Parmi les pistes d’économies proposées par le Rassemblement national, certaines semblent difficilement applicables. Le RN prévoit de récupérer six milliards d’euros en mettant fin à l’obligation de rachat d’énergies renouvelables par EDF à un tarif préférentiel. Un calcul hypothétique, selon Le Monde, «puisque ces contrats entre EDF et les fournisseurs – grandes entreprises d’éoliennes ou particuliers – engagent l’opérateur public pour 20 ans», ces engagements ne peuvent donc pas être rompus du jour au lendemain, détaille le quotidien.
Autre piste d’économies sujette à caution : les supposés «gaspillages faramineux» des agences de l’État. Dans un entretien à Libération, le patron de l’Ademe, Sylvain Waserman, se défendait en révélant qu’un rapport de l’Inspection générale des finances de 2024 avait conclu que l’agence était bien gérée et qu’il n’y avait pas lieu de changer de modèle. «Le Rassemblement national propose de cesser de financer la transition écologique avec de l’argent public. Au moins, ça a le mérite de la clarté», avait-il ajouté.
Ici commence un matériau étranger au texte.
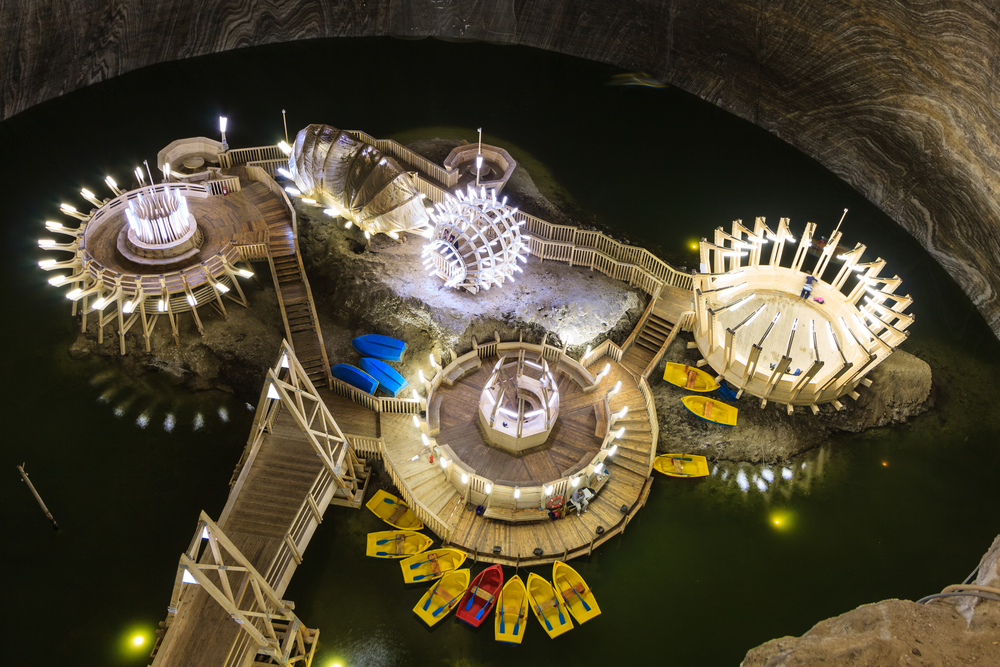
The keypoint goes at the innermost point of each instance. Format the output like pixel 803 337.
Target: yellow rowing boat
pixel 397 543
pixel 431 564
pixel 442 596
pixel 549 607
pixel 394 511
pixel 682 465
pixel 689 377
pixel 711 410
pixel 512 612
pixel 578 597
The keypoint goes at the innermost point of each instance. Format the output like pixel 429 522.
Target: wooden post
pixel 41 503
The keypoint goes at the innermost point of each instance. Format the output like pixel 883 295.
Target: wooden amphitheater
pixel 313 437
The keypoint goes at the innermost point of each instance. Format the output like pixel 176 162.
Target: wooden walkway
pixel 298 311
pixel 262 508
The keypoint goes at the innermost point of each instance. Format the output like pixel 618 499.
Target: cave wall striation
pixel 900 99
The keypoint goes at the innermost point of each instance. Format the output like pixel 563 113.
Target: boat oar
pixel 430 595
pixel 501 612
pixel 414 566
pixel 542 616
pixel 486 604
pixel 472 598
pixel 444 606
pixel 582 601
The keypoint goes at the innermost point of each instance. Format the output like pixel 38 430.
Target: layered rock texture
pixel 901 99
pixel 949 631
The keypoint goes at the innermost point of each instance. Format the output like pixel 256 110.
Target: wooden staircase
pixel 298 311
pixel 649 339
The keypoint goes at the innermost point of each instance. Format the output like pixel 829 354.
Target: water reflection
pixel 770 479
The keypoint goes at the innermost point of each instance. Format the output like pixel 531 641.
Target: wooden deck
pixel 260 512
pixel 571 445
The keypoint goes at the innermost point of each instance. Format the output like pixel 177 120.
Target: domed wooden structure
pixel 477 241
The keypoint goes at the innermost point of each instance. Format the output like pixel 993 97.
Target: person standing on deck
pixel 807 288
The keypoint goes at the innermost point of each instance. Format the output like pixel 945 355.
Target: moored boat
pixel 389 380
pixel 711 410
pixel 397 543
pixel 355 377
pixel 380 347
pixel 431 564
pixel 442 597
pixel 512 612
pixel 480 596
pixel 393 511
pixel 682 465
pixel 578 597
pixel 549 608
pixel 689 377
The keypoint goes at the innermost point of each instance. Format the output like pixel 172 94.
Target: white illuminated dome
pixel 477 242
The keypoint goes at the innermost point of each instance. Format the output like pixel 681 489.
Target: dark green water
pixel 702 575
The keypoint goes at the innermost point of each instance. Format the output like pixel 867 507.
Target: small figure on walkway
pixel 807 288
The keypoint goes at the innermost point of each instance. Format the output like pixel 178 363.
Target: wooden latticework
pixel 477 242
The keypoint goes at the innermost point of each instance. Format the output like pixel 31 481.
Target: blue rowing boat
pixel 355 377
pixel 380 347
pixel 389 381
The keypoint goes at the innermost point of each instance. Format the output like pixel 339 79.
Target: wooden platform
pixel 570 446
pixel 259 515
pixel 575 443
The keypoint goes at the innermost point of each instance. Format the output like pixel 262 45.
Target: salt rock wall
pixel 901 99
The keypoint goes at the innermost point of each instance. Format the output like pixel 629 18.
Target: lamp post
pixel 223 122
pixel 479 157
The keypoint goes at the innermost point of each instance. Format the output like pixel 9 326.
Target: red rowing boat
pixel 480 596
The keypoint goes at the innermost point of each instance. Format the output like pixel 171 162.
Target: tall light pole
pixel 479 157
pixel 223 122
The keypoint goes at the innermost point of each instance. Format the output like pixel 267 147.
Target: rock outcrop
pixel 899 99
pixel 956 631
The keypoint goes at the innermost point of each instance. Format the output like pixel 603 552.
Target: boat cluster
pixel 555 603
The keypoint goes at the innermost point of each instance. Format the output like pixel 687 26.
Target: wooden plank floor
pixel 567 537
pixel 275 487
pixel 572 441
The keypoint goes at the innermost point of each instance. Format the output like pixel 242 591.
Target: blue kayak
pixel 389 380
pixel 380 347
pixel 355 377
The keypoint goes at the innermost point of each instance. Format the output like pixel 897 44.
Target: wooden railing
pixel 399 406
pixel 237 156
pixel 224 186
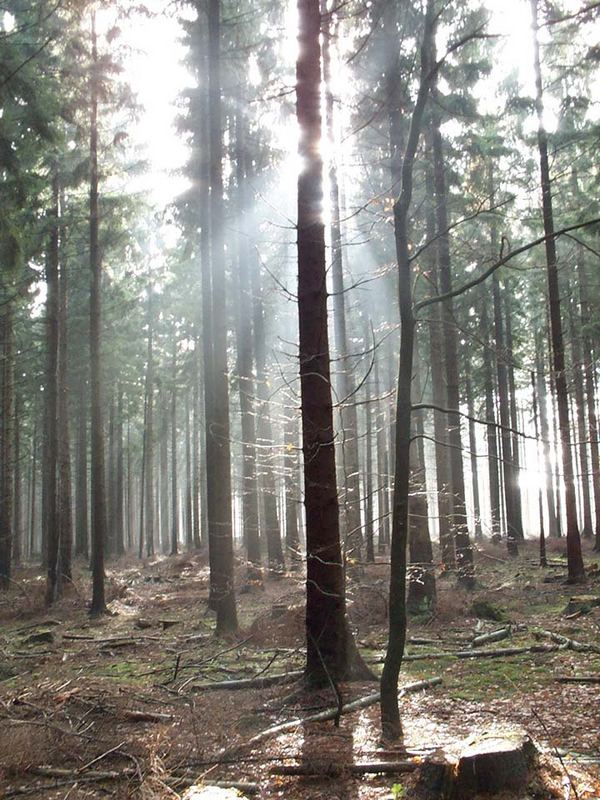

Ce ne serait pas la première fois que le parti à la flamme fait de mauvais calculs. En mai, Vert avait montré que l’extrême droite et la droite agitaient un faux chiffre pour démontrer le coût démesuré des énergies renouvelables : «300 milliards d’euros». En réalité, le montant se situe plutôt entre 31 et 50 milliards d’euros de subventions aux énergies renouvelables d’ici à 2060, selon l’hypothèse la plus probable.